To be clear: this isn’t farewell to all trans-Atlantic transfers. If they’re necessary, it’s OK – so this doesn’t stop you from logging into Gmail or looking at a US-hosted website. But EU companies sending their people’s or their customers’ personal data to US servers for processing solely in reliance on Privacy Shield, will need to stop.

And most, on the whole, don’t. Instead, they rely on mechanisms such as standard corporate clauses or SCCs (almost nine-tenths of firms according to some research), which use language approved by the European Commission in 2010.

Today’s ruling says SCCs can stay. But it puts an obligation on data controllers to assess whether the contractual language can really provide the necessary protection when set against the prevailing legal landscape in the receiving jurisdiction, and to suspend transfer if it can’t.

And there’s the cat among the pigeons. Hard-pressed and under-resourced data protection authorities may need to start looking more intently at other jurisdictions, so as to set the boundaries of what’s permissible. And data controllers can’t simply point to the SCCs and say: look, we’re covered.

In other words: Stand by, people. This one’s going to get rocky.


(Obligatory Brexit alert…)

Just as a final word: as my friend Felicity McMahon points out, this is really, really not good news for the UK. When the transition (sorry, implementation) period ends on 31 December 2020, and our sundering from the EU is complete, we will need an adequacy decision if EU firms are to keep sending personal data to the UK unhindered. One view is that since the Data Protection Act 2018 in effect onshores the GDPR wholesale, we should be fine.
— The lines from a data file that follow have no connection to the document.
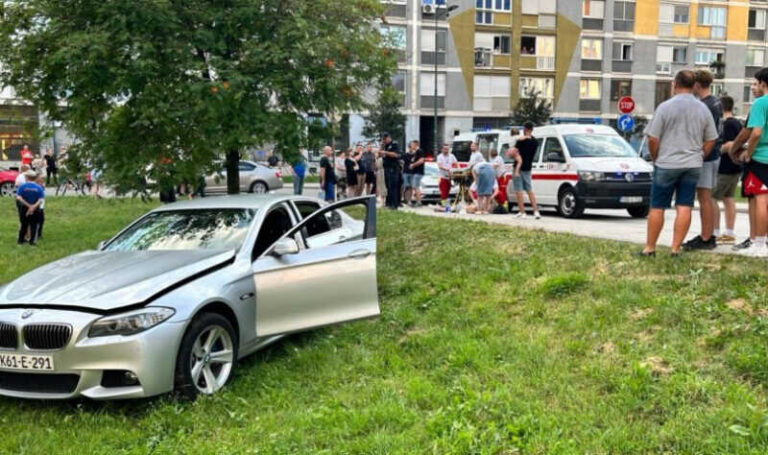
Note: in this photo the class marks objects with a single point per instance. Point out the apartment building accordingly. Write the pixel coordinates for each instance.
(583, 55)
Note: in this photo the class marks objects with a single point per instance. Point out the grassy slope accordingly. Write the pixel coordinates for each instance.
(490, 340)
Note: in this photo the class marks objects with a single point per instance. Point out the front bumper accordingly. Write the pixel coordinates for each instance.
(150, 355)
(613, 195)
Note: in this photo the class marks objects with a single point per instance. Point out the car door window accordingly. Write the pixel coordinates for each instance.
(275, 225)
(553, 146)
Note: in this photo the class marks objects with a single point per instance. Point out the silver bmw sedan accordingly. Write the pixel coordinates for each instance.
(177, 297)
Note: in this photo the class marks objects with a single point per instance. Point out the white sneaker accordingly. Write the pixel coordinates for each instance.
(756, 251)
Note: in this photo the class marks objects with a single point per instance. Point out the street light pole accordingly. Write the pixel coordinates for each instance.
(448, 10)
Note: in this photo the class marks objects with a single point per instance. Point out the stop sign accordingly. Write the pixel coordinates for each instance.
(626, 105)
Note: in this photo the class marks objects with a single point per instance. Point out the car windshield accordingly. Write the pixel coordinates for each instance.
(204, 229)
(598, 146)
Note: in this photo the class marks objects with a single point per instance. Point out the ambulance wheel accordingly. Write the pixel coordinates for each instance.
(568, 204)
(638, 212)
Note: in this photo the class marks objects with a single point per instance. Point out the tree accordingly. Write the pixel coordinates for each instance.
(157, 90)
(533, 108)
(385, 115)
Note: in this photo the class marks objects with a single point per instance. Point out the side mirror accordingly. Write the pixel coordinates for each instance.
(554, 157)
(285, 247)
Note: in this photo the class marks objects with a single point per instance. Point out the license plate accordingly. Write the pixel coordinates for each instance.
(26, 362)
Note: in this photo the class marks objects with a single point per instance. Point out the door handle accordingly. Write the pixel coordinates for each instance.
(359, 254)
But there are significant undercurrents in the opposite direction, thanks to our membership of the Five Eyes group of intelligence-sharing nations (with the US, Australia, Canada and New Zealand) and the extent to which (under the Investigatory Powers Act 2016) our intelligence services can interfere with communications.

Since this kind of (relatively) unhindered access by the state is what’s just torpedoed Privacy Shield, I’m not feeling terribly comfortable about the UK’s equivalence prospects. I hope I’m wrong. But I fear I’m not.